Saturday started with morning personal devotions, meal, morning group devotional, then outside for sledding. Kirsten did great all day on Saturday and took naps like a pro in her pack 'n play which was in our separate room. Scott even gave me a chance to go sledding while he watched Kirsten! That was super fun. The evening was not as smooth, but it wasn't horrible. Scott did a neat devotional in the evening and had everyone do a lectio divina. I ended up staying in my room after I got Kirsten to sleep to do this. The reading we did was Matt. 6:25-34. God really spoke to me during this time, and the theme that I was hearing was "DO NOT WORRY." It is so easy for me to worry about little things, as well as big things. And I think I have allowed worry to steal the joy and peace that God wants me to have. I am very thankful for that time of prayer and that I was able to sense God speaking directly to me through that scripture.

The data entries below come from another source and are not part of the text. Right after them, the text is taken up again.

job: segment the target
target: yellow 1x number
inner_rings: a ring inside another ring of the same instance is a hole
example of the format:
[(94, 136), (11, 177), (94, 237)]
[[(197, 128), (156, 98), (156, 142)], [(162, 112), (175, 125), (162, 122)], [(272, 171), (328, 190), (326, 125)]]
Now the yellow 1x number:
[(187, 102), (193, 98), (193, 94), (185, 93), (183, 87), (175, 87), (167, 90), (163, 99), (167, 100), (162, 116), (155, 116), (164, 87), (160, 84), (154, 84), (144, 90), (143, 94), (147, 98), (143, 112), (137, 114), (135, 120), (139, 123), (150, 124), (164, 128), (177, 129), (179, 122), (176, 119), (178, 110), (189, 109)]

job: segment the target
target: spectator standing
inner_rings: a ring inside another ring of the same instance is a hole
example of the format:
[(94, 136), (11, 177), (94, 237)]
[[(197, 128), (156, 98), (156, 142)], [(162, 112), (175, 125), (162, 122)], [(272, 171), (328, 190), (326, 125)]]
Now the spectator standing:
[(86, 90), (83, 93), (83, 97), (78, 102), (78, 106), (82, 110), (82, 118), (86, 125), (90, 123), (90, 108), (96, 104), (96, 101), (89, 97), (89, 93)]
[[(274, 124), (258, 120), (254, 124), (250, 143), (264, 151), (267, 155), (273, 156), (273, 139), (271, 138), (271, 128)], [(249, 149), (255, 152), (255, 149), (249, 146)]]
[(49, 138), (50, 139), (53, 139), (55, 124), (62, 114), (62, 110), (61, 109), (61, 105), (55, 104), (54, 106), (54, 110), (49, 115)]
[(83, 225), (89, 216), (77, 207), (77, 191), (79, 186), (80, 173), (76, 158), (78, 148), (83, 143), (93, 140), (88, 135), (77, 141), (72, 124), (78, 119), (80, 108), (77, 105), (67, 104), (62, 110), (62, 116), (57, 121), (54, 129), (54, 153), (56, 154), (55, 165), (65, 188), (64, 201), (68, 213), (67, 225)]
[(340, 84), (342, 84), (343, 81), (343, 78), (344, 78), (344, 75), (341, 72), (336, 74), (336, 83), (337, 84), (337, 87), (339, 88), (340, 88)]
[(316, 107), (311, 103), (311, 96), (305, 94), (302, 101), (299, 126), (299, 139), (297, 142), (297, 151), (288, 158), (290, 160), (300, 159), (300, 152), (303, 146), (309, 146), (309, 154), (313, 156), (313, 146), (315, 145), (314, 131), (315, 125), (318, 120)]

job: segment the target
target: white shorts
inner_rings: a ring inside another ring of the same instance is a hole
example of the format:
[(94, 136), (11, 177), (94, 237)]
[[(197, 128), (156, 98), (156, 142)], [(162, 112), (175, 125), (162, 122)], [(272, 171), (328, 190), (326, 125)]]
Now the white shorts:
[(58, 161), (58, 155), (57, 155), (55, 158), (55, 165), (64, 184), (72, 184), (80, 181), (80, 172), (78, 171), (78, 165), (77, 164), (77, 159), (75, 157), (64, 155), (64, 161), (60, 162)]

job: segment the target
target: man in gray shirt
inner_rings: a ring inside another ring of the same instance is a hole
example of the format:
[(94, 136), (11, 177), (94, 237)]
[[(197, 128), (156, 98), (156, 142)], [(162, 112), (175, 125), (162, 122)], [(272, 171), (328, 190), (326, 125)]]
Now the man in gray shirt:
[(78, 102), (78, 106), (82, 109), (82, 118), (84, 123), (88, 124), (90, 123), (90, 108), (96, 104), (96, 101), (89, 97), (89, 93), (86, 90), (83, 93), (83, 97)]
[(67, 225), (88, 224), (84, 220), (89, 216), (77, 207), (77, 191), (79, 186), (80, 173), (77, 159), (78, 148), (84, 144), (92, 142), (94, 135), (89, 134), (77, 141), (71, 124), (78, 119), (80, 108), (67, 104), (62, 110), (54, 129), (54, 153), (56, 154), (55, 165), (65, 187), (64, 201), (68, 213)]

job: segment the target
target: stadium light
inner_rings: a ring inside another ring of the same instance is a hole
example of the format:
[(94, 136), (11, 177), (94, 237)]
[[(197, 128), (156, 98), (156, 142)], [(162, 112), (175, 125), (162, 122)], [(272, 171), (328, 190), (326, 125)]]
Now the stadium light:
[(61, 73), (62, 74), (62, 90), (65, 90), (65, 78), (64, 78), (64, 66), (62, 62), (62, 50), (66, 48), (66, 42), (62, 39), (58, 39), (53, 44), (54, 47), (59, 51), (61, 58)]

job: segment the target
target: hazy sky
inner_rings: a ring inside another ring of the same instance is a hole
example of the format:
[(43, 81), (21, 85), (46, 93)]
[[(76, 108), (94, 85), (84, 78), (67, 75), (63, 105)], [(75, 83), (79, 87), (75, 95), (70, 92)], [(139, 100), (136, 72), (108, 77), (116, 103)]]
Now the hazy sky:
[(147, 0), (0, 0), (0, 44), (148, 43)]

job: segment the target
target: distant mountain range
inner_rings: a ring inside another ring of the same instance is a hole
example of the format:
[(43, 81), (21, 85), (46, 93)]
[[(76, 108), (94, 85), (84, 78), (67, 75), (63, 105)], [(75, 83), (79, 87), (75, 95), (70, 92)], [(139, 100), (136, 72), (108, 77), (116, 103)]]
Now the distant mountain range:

Sunday was our final day, and we had another morning devotional time. During this time Scott had each of us write a note of encouragement to each other, and although it took quite a while, I think it was a great idea. It gave everyone something to take home with them to remind them of the love and encouragement that we should each share with each other as Christians. After that we had lunch and then we headed out on the road. Kirsten did great on the way home and was very entertained by the 2 girls in the back with her.
Overall, the weekend was a blessing to me. I have a hard time just stopping and doing nothing, and being out in the sticks with no internet, no cell phone, etc, really forced me to do this. One scripture that caught my attention this weekend was Acts 2:19b: "so that times of refreshing may come from the presence of the Lord." I thought that phrase "times of refreshing" was really powerful - that is what God wants for us in our relationship with Him! He wants us to be refreshed in His Spirit. I am thankful I was refreshed - I think God knew I would need it, especially given the kind of week I am now having. (More on that later!) Now I just pray that I can continue to seek Him and enjoy His presence every day and not just wait until another weekend away.